In the disclosure statement submitted to the Securities and Exchange Commission, Insys stated:

Legalization of marijuana or non-synthetic cannabinoids in the United States could significantly limit the commercial success of any dronabinol product candidate. … If marijuana or non-synthetic cannabinoids were legalized in the United States, the market for dronabinol product sales would likely be significantly reduced and our ability to generate revenue and our business prospects would be materially adversely affected.

Insys also admitted that scientific literature has proven whole-plant marijuana is superior to synthetic dronabinol, and describes cannabis as a “competitive threat.”

This pharmaceutical company can be accurately described as a sinister corporation. Its founder, billionaire John N. Kapoor, is currently under indictment for bribing doctors to prescribe the highly addictive Insys fentanyl. According to Fortune, several doctors have already been jailed for taking Insys bribes, and the company’s leadership is also likely to be imprisoned.

Big Pharma backing groups who oppose cannabis legalization is nothing new. The Community Anti-Drug Coalition of America and many other national anti-marijuana organizations receive hundreds of thousands of dollars of government money, along with corporate payoffs from companies like OxyContin manufacturer Purdue Pharma and opioid manufacturer Janssen Pharmaceuticals.

Indeed, Big Pharma corporations have long been accused of putting profit before people, with the likes of Montana Attorney General Tim Fox suing Purdue, alleging the company used falsehoods and financial incentives to encourage doctors to overprescribe deadly prescription opiates.

Rampant Corporate Greed & Corruption

The flagrant corruption and harms perpetrated by Big Alcohol and Big Pharma are much bigger than those industries.

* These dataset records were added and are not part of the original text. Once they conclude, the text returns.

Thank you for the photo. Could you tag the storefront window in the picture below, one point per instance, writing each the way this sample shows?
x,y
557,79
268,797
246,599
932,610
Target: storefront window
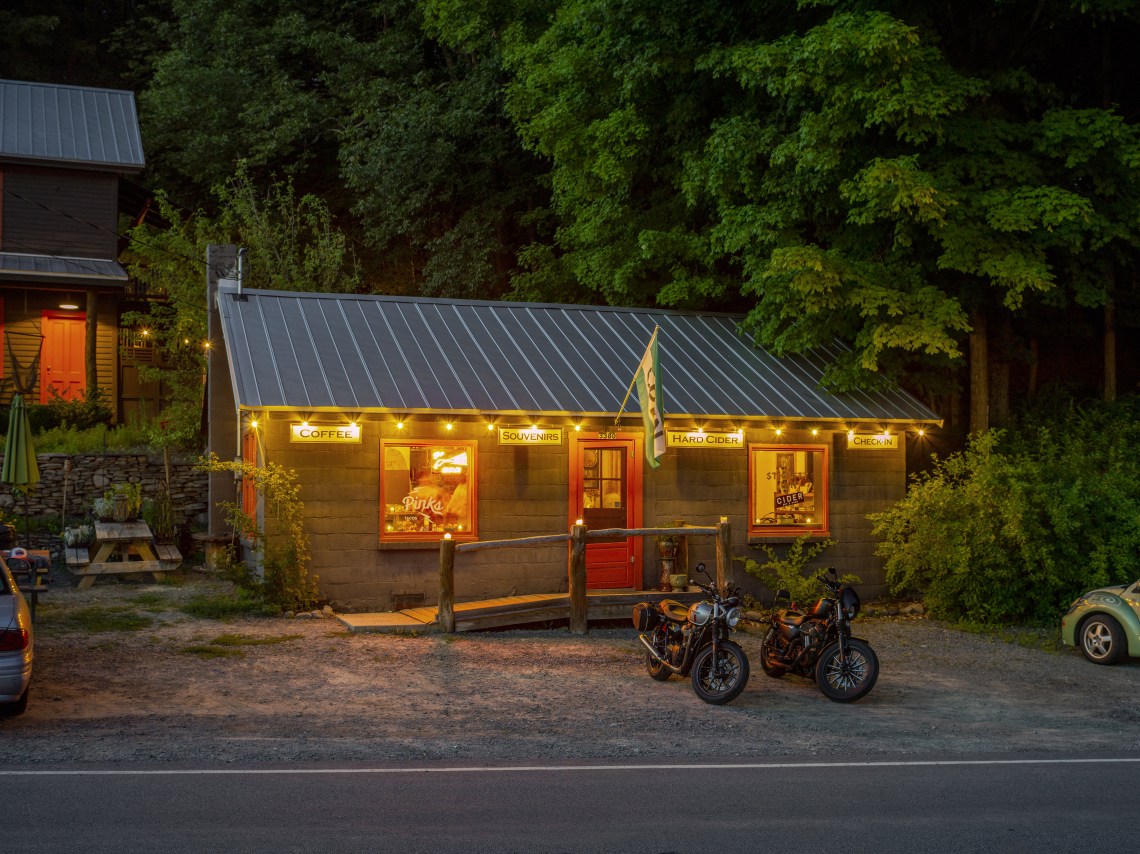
x,y
426,489
788,488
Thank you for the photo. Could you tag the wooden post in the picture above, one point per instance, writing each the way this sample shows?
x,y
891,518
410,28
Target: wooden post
x,y
723,554
447,585
577,580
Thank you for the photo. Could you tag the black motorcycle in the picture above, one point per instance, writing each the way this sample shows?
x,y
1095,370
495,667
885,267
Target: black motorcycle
x,y
694,641
819,643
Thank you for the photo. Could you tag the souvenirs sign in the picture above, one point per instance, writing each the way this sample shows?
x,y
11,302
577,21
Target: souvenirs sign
x,y
347,433
530,436
700,439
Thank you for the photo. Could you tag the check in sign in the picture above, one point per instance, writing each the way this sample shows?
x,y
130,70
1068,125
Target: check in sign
x,y
348,433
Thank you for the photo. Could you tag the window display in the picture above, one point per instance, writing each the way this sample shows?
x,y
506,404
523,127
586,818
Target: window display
x,y
788,488
426,489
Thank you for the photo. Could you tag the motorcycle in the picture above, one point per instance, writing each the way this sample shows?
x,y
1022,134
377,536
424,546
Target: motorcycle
x,y
819,644
694,642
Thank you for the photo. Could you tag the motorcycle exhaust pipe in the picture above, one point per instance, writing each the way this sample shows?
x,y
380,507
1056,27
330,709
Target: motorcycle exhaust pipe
x,y
653,652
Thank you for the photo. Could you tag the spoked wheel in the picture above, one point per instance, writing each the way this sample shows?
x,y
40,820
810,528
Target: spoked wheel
x,y
1102,640
719,678
847,678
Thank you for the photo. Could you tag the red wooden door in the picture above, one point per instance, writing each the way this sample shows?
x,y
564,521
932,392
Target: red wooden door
x,y
605,487
62,360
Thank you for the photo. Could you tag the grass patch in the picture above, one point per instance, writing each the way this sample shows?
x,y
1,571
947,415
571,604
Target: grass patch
x,y
1034,637
246,641
227,606
208,650
230,645
98,618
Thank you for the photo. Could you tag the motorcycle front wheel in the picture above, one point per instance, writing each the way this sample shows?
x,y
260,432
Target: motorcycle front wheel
x,y
719,678
846,680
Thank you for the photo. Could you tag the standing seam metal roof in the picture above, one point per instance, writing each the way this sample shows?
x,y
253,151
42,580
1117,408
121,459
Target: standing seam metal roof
x,y
70,124
315,351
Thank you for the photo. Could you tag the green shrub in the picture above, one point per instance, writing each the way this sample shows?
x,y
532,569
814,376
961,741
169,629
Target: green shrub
x,y
791,572
1023,521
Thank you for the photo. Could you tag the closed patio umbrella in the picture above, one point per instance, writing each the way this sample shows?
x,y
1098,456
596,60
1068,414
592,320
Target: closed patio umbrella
x,y
21,468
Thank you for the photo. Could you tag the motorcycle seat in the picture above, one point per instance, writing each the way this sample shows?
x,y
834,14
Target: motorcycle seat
x,y
794,618
673,610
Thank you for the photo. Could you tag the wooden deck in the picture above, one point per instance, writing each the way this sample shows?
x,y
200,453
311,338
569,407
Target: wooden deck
x,y
512,611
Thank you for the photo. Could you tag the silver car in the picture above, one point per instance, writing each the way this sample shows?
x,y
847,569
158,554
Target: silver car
x,y
15,645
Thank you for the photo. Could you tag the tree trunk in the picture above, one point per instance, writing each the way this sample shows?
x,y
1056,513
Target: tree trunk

They’re the result of an increasing corporatization of our economy and political systems.

As the rich get richer and the middle class disappears, large corporations buy out smaller companies to create monopolies that limit market choices. Billionaires and their profit enterprises control major segments of every commodity and service, along with controlling government and politicians. And the rest of us are left with fewer choices, lower quality of products and services, higher prices, a marked reduction in democracy, and the realization that our future is increasingly dominated by a worldwide elite and their mega-corporations.

This change is infiltrating the cannabis industry, with the likes of Scotts Miracle-Gro spending hundreds of millions of dollars buying out hydroponics grow shops, manufacturers and distributors to achieve monopoly control and push out independent cultivators, producers and grow shops.

Fortunately, you have the power to fight back against the big-money takeover of our economy by greedy corporations.

You can choose to consume medical marijuana instead of pharmaceuticals.

You can be aware that some physicians have been unethically roped in by Big Pharma to overprescribe and promote dangerous, addictive prescription drugs.

You can boycott corporations and industries that oppose cannabis, along with industries and companies that engage in monopoly business practices. This includes Scotts Miracle-Gro and its front companies and subsidiaries General Hydroponics, Gavita, Sunlight Supply, Black Magic and Botanicare, as well as the alcohol and Big Pharma industries.

Vote with your dollars by supporting companies that are friends of the cannabis community.

Even my wine and spirits buddy Doug is now trying to get a job in the legal weed industry, because he sees the alcohol industry heading toward rocky shoals due to cannabis legalization.

But he also wants to stop selling booze because he knows alcohol is an inherently harmful substance sold by an industry that clandestinely opposes cannabis legalization.

“I need a clear conscience,” Doug tells me. “It’s hard for me to sleep at night when I see what alcohol does to people. I feel guilty promoting it. Even if I have to take a pay cut, I want in on the marijuana industry.”